On February 26th the Federal Communications Commission voted in favor of stronger net neutrality rules. The vote reclassifies both wired and wireless broadband internet service providers (ISPs) as utilities under Title II of the Communications Act of 1934. Most of the media attention has focused on the ruling barring ISPs from blocking or prioritizing internet traffic and forcing companies running services that require a lot of bandwidth to pay extra for faster speeds. While these provisions are important, the act also includes regulations that could increase consumer privacy and help unsatisfied customers file complaints against broadband service providers.
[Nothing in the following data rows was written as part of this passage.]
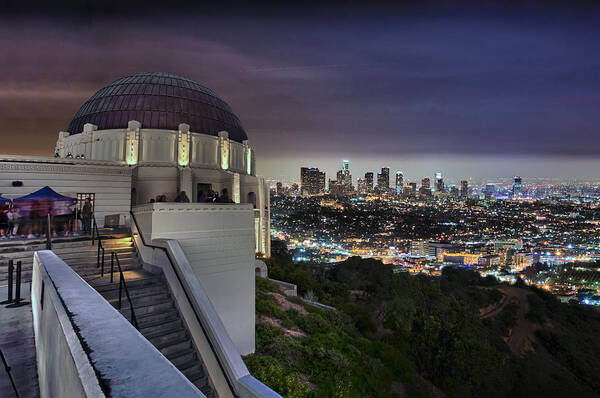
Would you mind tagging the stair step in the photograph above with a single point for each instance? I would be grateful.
(144, 319)
(140, 299)
(177, 358)
(174, 346)
(206, 390)
(141, 309)
(160, 326)
(135, 290)
(166, 336)
(192, 367)
(102, 285)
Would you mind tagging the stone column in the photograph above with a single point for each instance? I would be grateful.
(224, 150)
(183, 145)
(132, 144)
(87, 140)
(60, 144)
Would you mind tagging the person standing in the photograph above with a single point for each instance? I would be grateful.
(16, 221)
(86, 215)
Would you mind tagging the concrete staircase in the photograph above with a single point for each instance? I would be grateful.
(155, 310)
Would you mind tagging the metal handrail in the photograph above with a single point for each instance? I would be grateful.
(122, 284)
(100, 246)
(187, 295)
(7, 368)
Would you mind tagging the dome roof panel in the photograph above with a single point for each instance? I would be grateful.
(159, 101)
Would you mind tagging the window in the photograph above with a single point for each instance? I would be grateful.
(81, 197)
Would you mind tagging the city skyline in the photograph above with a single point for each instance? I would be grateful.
(478, 91)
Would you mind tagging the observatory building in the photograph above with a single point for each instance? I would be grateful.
(165, 162)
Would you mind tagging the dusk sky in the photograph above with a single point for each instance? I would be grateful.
(471, 91)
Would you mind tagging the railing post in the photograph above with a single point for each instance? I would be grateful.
(120, 289)
(112, 265)
(18, 302)
(48, 233)
(8, 369)
(10, 282)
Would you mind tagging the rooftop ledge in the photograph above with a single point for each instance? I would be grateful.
(102, 354)
(191, 207)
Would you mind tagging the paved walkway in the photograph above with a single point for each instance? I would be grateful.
(18, 346)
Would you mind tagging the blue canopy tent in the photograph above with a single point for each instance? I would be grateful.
(4, 203)
(43, 202)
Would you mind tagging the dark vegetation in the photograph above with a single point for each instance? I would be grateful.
(423, 332)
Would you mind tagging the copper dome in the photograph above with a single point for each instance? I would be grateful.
(158, 101)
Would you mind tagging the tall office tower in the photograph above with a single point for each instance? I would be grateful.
(399, 182)
(346, 167)
(412, 188)
(464, 188)
(517, 187)
(369, 181)
(439, 182)
(312, 181)
(361, 185)
(425, 186)
(383, 180)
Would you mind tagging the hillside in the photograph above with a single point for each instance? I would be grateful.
(401, 335)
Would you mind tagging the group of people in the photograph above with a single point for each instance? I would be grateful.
(10, 221)
(31, 221)
(210, 197)
(214, 197)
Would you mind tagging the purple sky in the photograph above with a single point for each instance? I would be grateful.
(471, 91)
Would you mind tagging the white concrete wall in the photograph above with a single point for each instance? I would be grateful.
(63, 367)
(205, 151)
(79, 336)
(158, 146)
(110, 182)
(218, 241)
(109, 145)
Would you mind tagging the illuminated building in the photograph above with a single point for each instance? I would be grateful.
(312, 181)
(369, 181)
(517, 187)
(464, 188)
(139, 137)
(399, 182)
(489, 261)
(343, 183)
(461, 258)
(439, 182)
(425, 186)
(419, 248)
(361, 185)
(383, 180)
(412, 188)
(522, 260)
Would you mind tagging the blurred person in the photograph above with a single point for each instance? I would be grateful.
(86, 216)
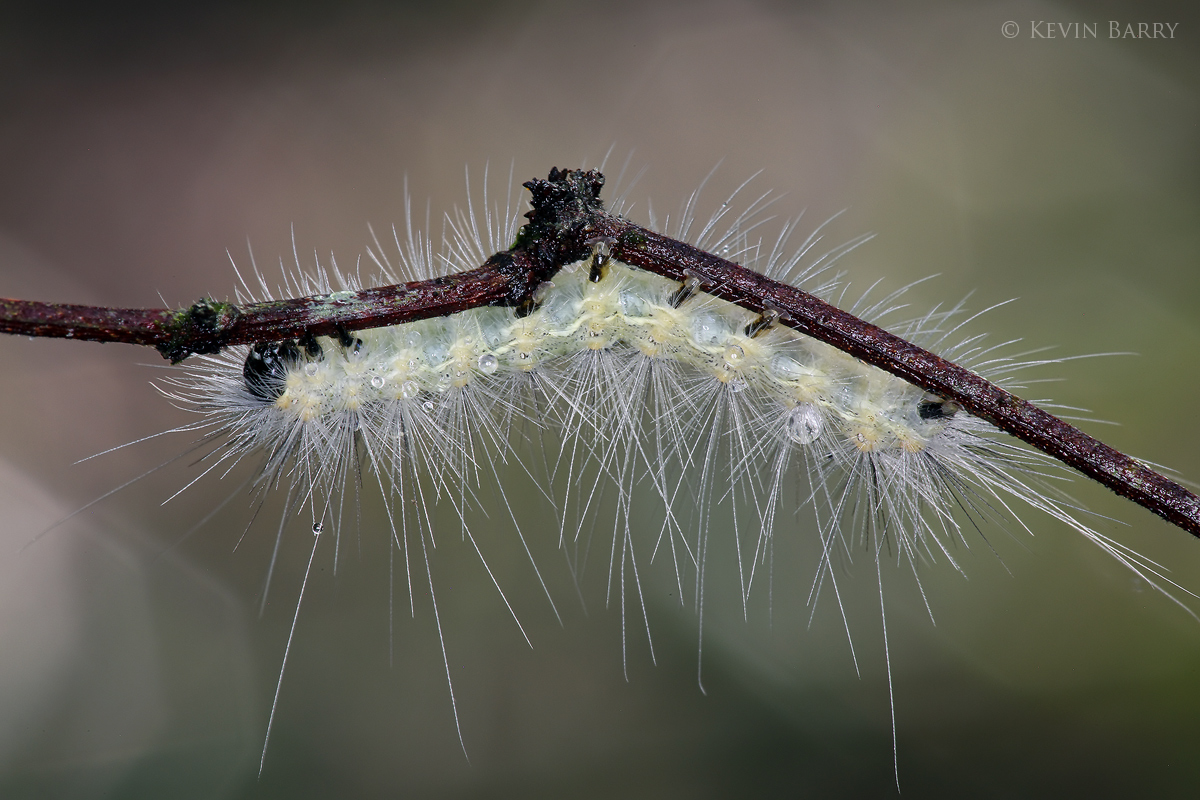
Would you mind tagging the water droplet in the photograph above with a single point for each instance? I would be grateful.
(804, 423)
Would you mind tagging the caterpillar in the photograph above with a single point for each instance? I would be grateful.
(623, 379)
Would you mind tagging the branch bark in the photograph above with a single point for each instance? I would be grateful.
(567, 220)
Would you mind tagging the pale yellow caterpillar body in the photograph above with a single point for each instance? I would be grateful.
(633, 385)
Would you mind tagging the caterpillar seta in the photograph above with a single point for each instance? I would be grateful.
(649, 397)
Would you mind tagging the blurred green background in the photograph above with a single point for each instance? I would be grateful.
(137, 145)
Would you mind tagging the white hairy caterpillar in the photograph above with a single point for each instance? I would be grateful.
(645, 380)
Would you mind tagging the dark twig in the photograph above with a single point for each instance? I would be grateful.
(568, 217)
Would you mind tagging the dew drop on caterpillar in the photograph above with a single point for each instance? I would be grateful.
(640, 394)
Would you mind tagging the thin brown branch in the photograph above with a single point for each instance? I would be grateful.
(568, 217)
(209, 325)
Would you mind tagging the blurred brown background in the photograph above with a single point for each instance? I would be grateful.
(138, 145)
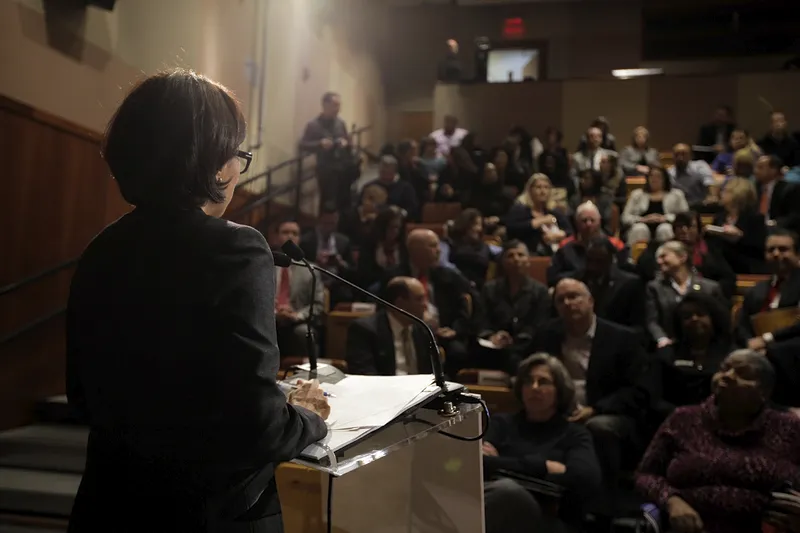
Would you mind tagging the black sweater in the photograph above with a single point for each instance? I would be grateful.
(525, 446)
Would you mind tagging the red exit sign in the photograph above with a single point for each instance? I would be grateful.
(514, 28)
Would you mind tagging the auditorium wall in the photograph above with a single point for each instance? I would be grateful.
(672, 107)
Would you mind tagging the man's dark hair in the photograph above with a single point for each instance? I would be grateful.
(328, 97)
(783, 232)
(172, 134)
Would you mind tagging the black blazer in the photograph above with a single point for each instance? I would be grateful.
(622, 301)
(712, 266)
(754, 301)
(370, 347)
(784, 205)
(617, 365)
(172, 359)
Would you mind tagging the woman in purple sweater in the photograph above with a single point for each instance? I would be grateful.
(713, 466)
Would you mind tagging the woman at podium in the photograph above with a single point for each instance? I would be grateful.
(540, 468)
(171, 345)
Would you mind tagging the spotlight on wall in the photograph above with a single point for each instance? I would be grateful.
(627, 73)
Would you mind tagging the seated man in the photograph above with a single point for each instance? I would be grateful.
(447, 297)
(388, 343)
(513, 307)
(608, 365)
(686, 227)
(571, 255)
(618, 295)
(293, 299)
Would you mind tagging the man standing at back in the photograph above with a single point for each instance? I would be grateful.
(327, 137)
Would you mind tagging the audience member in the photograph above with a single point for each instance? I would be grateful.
(712, 466)
(468, 252)
(779, 142)
(618, 295)
(531, 221)
(448, 136)
(571, 255)
(694, 178)
(513, 306)
(399, 192)
(388, 343)
(294, 298)
(538, 442)
(716, 133)
(327, 137)
(649, 212)
(639, 157)
(778, 200)
(607, 363)
(686, 227)
(702, 340)
(675, 282)
(740, 231)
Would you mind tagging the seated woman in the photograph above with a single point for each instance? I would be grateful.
(638, 158)
(383, 250)
(739, 230)
(682, 372)
(712, 466)
(590, 189)
(532, 222)
(470, 255)
(650, 211)
(538, 442)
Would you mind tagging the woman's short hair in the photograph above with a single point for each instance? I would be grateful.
(170, 137)
(743, 192)
(565, 387)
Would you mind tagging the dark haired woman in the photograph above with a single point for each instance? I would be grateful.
(538, 442)
(171, 343)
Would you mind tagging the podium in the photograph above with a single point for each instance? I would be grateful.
(405, 477)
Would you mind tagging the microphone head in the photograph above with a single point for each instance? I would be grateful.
(294, 252)
(281, 259)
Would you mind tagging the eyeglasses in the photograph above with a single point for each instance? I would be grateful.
(245, 158)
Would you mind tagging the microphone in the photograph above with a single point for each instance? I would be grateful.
(298, 258)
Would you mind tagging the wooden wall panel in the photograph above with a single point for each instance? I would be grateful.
(678, 105)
Wireless Consumer Privacy Under Current Regulations
Wireless service providers were already classified under Title II, but only for voice service. Cellular companies have long used their man-in-the-middle status to track users’ mobile browsing habits and the apps they use. Because the carrier has personal information about account holders, the device’s location data and can identify each device at the network level, they can assemble detailed demographics lists to sell to mobile advertising networks.
This allows ad companies to target consumers with a level of precision that worries consumer privacy advocates. For example, if a mobile advertiser wants to target Latino families with pets in northern Los Angeles, the carrier could probably assemble such a list based on the account and browsing information available only to them.
Wireless Consumer Privacy Under Title II
Under the new ruling, Title II Section 222 requires broadband providers to “protect the confidentiality of proprietary information” of “other telecommunications carriers, equipment manufacturers, and customers.” The law was originally written to protect consumers and businesses against AT&T’s monopoly on landline services and telephone directories.
If “proprietary information” applies to data such as user account information, browsing records and location data, carriers would be required to protect the data and could not sell it to third parties without the customer’s consent. Until now, these protections have been severely lacking. In a talk that took place in Boulder, CO on the 9th, FCC Chairman Tom Wheeler shared a story of an unnamed telecommunications carrier that put sensitive customer information on the web with no encryption or password. Anyone could find a customer’s information with just a simple Google search.
Broadband Consumers Finally Get an Ally with Some Clout
Another important but often overlooked feature of the ruling allows consumers to complain about their ISP directly to the FCC. Telecommunications and cable companies have some of the lowest customer approval scores of any industry. Until now, the FCC could only take action if the complaint involved misleading or deceptive claims. Unsatisfied broadband consumers could only take other complaints to the company directly or to advocacy groups with no powers of enforcement. Title II Sections 206-209 and 216-217 allow the FCC to investigate complaints and take action if necessary.
Even though the ruling passed 3 to 2, this isn’t the end of the net neutrality debate. The FCC vote was divided on party lines and some politicians are already vowing to fight the regulations. At least one carrier has already promised a lawsuit. If the ruling is challenged, any replacement regulations should keep the consumer protection parts intact.